Christian Friedrich Schoenbein to Faraday   25 March 1856

My dear Faraday,

I hasten to tell you that there is not the slightest occasion for your being in a hurry regarding the parcel you talk of in your last letter1. I do not know what it contains nor who sent it to you. Any opportunity therefore, an early or a late one, will do for sending the thing over to Basle.

I think I told you some months ago that the friend whom you charged with delivering the third volume of your researches2 to me last year, has not performed his task, and not liking at all the idea of losing your valuable gift, I repeatedly ask you the favor of looking a little after the miscarried book.

This time I shall keep my peace on scientific matters from the simple reason that I could not tell you much even if I had the inclination to do so. It is true, I was not quite lazy nor did I work quite for nothing last winter, but the exploits I performed are, as we Germans use to say, but half-laid eggs and of such embryonic things it is not safe to talk.

I have however a mind to entertain you of another matter more interesting, at least less dry than that never ending subject of Oxigen.

Yesterday it was Easter-Monday and you must know that in our teutonic lands it is a great day to the whole juvenile world. I consider it as one of our specific national qualities that we are very fond of children and have marked out a number of days and times of the year round for the enjoyments of our little ones. Now such a time is Easter-time and such a day easter-Monday. Many, many weeks before it comes, the little prattlers talk of nothing but of the Easter-hare (Oster haase in german) and the gifts he may chance to bring and what that Easter hare means you will easily infer from what passed in the garden of Mrs. Wiedemann3 yesterday afternoon. A host of children were invited by that Lady (having herself a little boy of four years of age4) to make their appearence at her house at three o’clock, punctually.

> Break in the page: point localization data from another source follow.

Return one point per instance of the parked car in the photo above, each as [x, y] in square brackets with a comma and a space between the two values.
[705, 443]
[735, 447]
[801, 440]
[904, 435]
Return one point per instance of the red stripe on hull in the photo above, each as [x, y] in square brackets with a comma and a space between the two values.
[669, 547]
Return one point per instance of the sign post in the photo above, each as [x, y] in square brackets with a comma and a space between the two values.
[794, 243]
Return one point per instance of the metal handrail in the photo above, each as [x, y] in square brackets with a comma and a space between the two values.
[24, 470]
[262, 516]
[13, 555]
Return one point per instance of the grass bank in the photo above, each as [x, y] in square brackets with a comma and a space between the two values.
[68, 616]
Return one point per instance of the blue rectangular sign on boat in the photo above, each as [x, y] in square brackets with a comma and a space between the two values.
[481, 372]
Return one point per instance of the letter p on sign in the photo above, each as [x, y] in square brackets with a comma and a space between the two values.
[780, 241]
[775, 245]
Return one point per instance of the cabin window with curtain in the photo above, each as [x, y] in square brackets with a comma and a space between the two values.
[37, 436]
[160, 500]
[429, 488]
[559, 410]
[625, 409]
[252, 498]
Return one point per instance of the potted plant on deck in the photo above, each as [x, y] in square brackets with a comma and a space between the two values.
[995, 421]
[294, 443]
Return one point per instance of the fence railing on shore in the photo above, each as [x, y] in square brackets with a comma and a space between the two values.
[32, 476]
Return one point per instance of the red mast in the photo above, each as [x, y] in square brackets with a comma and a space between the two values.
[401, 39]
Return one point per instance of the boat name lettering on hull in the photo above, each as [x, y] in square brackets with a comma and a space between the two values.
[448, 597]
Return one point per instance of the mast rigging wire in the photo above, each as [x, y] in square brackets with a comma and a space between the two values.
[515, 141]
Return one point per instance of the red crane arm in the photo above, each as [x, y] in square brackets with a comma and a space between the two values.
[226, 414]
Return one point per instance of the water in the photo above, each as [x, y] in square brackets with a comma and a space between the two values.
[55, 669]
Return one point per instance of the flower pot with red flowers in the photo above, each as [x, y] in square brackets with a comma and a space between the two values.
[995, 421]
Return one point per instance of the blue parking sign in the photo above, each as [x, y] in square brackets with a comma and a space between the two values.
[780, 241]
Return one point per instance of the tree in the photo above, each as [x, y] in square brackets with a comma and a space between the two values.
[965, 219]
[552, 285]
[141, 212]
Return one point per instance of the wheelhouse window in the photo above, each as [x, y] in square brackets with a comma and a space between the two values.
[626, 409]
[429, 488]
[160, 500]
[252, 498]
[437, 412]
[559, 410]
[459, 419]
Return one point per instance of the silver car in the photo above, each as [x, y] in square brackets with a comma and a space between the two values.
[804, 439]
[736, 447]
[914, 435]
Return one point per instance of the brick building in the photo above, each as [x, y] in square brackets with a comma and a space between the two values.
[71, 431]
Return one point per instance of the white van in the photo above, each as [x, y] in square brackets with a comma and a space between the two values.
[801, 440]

Mothers and elder sisters conducted the little guests to the appointed place at the fixed time and being assembled in a room they anxiously and impatiently expected there the announcement of “The hare has laid his eggs”. No sooner had these words been finished than the rogues were seen running down the staircase into the garden, dispersing themselves in all directions and eagerly seeking for the eggs being put in hidden places: within hedges, behind bushes &c. The discovery of each egg was hailed with joyful exclamations and never failed proving both to the happy finders and the unsuccessful seekers a fresh stimulus to continue their searches. But you must not imagine those “hare eggs” to have been ordinary ones; they were beautifully colored: blue, red, yellow, lilac, brown, even variegated, and bearing all sorts of inscriptions: the names of the Children invited, the drafts of hares, foxes and other animals.

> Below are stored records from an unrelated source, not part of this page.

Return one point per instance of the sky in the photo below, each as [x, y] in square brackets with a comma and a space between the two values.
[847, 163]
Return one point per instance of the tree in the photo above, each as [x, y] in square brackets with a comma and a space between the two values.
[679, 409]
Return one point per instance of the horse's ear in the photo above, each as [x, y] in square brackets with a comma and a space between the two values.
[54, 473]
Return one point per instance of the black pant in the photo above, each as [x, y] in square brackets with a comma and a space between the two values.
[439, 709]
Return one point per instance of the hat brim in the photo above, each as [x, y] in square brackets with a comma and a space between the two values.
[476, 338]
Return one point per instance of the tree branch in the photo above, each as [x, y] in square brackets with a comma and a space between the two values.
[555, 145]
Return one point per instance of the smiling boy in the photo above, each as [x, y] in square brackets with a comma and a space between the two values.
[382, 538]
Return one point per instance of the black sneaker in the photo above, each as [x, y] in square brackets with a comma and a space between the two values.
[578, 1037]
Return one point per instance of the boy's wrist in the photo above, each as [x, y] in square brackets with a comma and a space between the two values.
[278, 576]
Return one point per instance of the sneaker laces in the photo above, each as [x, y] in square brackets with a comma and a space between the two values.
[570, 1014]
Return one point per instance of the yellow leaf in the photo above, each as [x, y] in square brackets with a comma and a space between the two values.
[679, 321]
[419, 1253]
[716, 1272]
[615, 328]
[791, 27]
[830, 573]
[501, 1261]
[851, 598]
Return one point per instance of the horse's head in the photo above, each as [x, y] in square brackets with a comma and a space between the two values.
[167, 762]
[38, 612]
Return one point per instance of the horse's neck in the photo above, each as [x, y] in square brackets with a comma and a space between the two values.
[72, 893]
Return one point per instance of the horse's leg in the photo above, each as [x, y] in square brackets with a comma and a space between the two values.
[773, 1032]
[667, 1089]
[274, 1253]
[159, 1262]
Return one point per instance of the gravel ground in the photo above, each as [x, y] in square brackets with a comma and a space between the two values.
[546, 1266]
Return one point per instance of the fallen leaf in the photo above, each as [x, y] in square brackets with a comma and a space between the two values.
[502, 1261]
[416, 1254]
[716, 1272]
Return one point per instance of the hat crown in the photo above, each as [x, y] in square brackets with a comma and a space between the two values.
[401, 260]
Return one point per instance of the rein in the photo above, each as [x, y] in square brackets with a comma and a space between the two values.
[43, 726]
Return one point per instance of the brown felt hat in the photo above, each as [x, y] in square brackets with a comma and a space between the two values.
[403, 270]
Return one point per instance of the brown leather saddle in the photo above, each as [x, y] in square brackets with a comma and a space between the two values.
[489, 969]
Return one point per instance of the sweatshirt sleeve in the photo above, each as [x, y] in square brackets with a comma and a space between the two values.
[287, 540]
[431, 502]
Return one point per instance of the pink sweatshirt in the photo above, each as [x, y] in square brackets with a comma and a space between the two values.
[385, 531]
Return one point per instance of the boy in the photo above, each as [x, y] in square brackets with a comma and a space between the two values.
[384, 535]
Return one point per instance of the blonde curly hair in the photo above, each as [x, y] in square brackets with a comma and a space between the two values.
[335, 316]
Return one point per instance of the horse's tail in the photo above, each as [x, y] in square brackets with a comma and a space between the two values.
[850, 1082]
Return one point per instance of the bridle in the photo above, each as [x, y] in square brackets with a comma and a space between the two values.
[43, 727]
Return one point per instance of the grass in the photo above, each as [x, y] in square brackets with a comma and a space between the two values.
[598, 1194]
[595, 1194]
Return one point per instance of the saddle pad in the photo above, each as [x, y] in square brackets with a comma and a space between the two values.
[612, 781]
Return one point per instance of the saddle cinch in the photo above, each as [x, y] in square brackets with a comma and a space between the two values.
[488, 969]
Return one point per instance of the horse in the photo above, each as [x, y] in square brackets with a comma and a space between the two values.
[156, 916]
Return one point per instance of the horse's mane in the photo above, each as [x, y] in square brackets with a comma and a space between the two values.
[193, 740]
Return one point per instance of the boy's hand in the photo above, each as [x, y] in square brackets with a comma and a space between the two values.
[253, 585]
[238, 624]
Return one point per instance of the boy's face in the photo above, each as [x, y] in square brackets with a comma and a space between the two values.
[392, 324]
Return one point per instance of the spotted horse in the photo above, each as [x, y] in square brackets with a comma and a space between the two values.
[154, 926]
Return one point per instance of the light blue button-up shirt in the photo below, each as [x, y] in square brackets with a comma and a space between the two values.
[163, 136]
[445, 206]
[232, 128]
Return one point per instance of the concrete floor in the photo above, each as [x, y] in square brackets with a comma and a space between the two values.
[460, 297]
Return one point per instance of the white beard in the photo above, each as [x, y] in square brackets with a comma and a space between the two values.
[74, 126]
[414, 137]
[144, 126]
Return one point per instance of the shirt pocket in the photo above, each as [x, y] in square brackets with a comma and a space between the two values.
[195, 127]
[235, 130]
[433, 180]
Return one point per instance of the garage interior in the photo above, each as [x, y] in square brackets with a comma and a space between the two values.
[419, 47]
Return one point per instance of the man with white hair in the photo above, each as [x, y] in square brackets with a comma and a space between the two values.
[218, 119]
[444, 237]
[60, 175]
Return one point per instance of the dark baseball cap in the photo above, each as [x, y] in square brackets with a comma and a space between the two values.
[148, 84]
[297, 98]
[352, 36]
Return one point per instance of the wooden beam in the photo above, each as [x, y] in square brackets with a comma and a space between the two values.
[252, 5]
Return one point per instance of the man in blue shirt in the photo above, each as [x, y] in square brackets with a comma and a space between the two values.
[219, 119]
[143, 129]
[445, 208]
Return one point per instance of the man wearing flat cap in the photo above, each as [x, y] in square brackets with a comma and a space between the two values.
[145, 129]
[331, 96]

The eggs found by the boys and girls were put in a basket placed in the centre of the garden, as property of the little common-wealth to be equally divided at the end of the festival and carried home by the Children as the trophies of the day.

Such like fêtes there were hundreds in our town yesterday and I dare say millions all over the german lands. Great a philosopher as you are, sure am I, that such a sight would give you more pleasure than all the scientific institutions and all the curiosities of the whole civilized world together. Now I am at the end of my letter and have nothing more to say than that I shall ever remain

Your’s | most faithfully | C.F. Schoenbein.

Easter-Tuesday 1856.


Endorsed by Faraday: Sent by Mr Roscoe about April 6th

Address: Dr Michael Faraday | &c &c &c | Royal Institution | London

Faraday (1855c). See letter 3035.
Klara Wiedemann, née Mitscherlich who married Gustav Heinrich Wiedemann in 1851. She was the eldest daughter of the Professor of Chemistry at Berlin University, Eilhard Mitscherlich (1794-1863, DSB). Schütt (1997), 82.
Eilhard Ernst Gustav Wiedemann (1852-1928, P3, 6). Later a physicist.

Bibliography

FARADAY, Michael (1855c): Experimental Researches in Electricity, volume 3, London.